Eine Außenansicht des Hauptgebäudes des biopharmazeutischen Unternehmens CureVac in Tübingen. Foto: epa/Ronald Wittek
Eine Außenansicht des Hauptgebäudes des biopharmazeutischen Unternehmens CureVac in Tübingen. Foto: epa/Ronald Wittek

TÜBINGEN: Das Tübinger Biotech-Unternehmen Curevac holt sich mit Novartis den nächsten Partner an Bord. Der Schweizer Konzern werde in die Produktion des Impfstoffkandidaten CVnCoV einsteigen, teilte Curevac am Donnerstag mit.

Die Vorbereitungen für den Produktionsstart, für den Technologietransfer und die Testläufe hätten schon begonnen. Novartis wolle bis zu 50 Millionen Dosen bis Ende 2021 und bis zu rund 200 Millionen Dosen im Jahr 2022 herstellen.

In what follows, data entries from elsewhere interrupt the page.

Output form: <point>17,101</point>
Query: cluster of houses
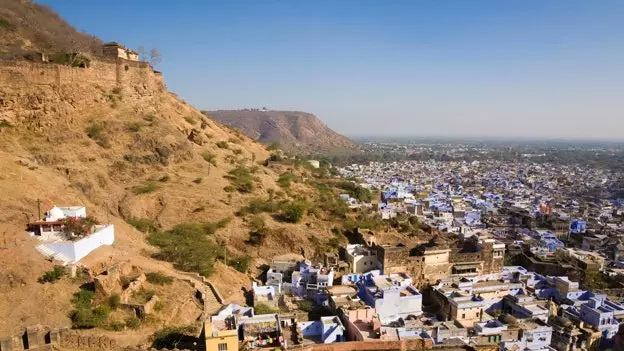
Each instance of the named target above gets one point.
<point>371,292</point>
<point>491,268</point>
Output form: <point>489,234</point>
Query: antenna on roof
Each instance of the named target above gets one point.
<point>39,208</point>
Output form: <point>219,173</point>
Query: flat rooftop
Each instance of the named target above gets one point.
<point>338,290</point>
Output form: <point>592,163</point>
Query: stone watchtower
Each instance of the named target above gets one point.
<point>116,50</point>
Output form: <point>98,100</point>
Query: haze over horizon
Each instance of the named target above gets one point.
<point>536,69</point>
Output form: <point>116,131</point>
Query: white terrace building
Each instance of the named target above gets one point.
<point>64,246</point>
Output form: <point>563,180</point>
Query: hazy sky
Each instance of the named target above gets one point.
<point>540,68</point>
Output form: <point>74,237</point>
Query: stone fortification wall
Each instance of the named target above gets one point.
<point>42,339</point>
<point>375,345</point>
<point>107,74</point>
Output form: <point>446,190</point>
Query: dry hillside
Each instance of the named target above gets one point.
<point>27,27</point>
<point>292,130</point>
<point>112,138</point>
<point>131,152</point>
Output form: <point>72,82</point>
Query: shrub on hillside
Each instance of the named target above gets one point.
<point>188,247</point>
<point>273,146</point>
<point>241,179</point>
<point>258,205</point>
<point>241,263</point>
<point>144,225</point>
<point>114,301</point>
<point>190,119</point>
<point>146,188</point>
<point>133,322</point>
<point>96,132</point>
<point>5,124</point>
<point>53,275</point>
<point>285,179</point>
<point>85,315</point>
<point>133,127</point>
<point>292,212</point>
<point>210,157</point>
<point>356,191</point>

Der Beginn der Auslieferungen vom Produktionsstandort in Kundl in Österreich beginne voraussichtlich in diesem Sommer.

«Gemeinsam mit unserem neuen Partner können wir unsere Produktionskapazitäten deutlich erhöhen und unser Fertigungsnetzwerk auf eine noch breitere Basis stellen», sagte Curevac-Vorstand Florian von der Mülbe.

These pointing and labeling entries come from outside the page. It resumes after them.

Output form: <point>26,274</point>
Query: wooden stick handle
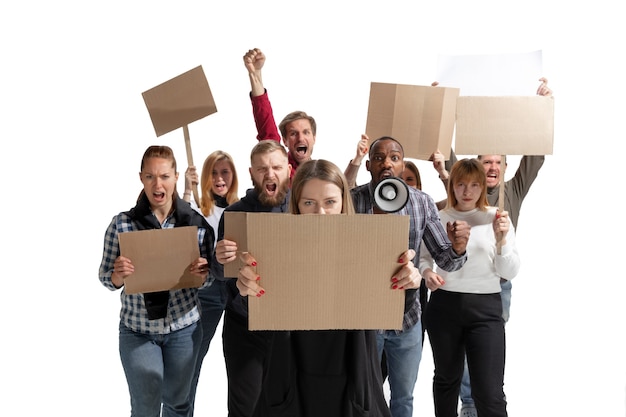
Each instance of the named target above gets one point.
<point>190,160</point>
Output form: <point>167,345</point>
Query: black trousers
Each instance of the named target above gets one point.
<point>460,324</point>
<point>248,355</point>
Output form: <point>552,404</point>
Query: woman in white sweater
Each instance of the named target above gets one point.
<point>464,314</point>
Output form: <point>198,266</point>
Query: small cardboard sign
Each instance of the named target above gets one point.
<point>322,271</point>
<point>421,118</point>
<point>179,101</point>
<point>513,125</point>
<point>161,258</point>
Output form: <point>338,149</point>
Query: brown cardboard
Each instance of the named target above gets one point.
<point>508,125</point>
<point>322,271</point>
<point>179,101</point>
<point>161,258</point>
<point>421,118</point>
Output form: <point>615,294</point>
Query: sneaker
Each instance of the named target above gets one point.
<point>468,411</point>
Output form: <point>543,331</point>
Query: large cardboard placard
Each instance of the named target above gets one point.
<point>322,271</point>
<point>161,258</point>
<point>421,118</point>
<point>180,101</point>
<point>514,125</point>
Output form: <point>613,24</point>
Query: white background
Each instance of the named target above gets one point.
<point>74,127</point>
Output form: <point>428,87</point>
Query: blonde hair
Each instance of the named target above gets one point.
<point>468,169</point>
<point>323,170</point>
<point>158,151</point>
<point>207,199</point>
<point>292,117</point>
<point>267,146</point>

Curevac hatte im Herbst 2020 damit begonnen, ein europäisches Netzwerk zur Impfstoff-Herstellung mit mehreren Dienstleistungspartnern aufzubauen. Bislang hat Curevac Vereinbarungen mit Bayer, Fareva, Wacker, Rentschler und anderen geschlossen.

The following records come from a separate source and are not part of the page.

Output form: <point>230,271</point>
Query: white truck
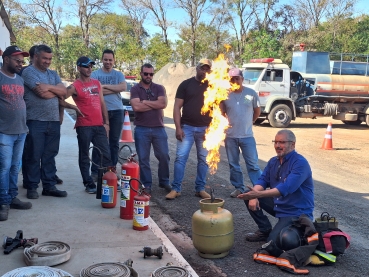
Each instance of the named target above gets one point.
<point>316,86</point>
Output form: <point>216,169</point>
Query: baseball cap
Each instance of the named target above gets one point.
<point>234,72</point>
<point>14,50</point>
<point>84,61</point>
<point>204,62</point>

Die Europäische Arzneimittel-Behörde EMA hatte das schnelle Prüfverfahren für den Curevac-Impfstoff Mitte Februar gestartet. Die Entscheidung beruht auf den vorläufigen Ergebnissen von Labortests und klinischen Studien. Daraus wird laut der EMA deutlich, dass der Impfstoff die Produktion von Antikörpern gegen das Coronavirus anregt.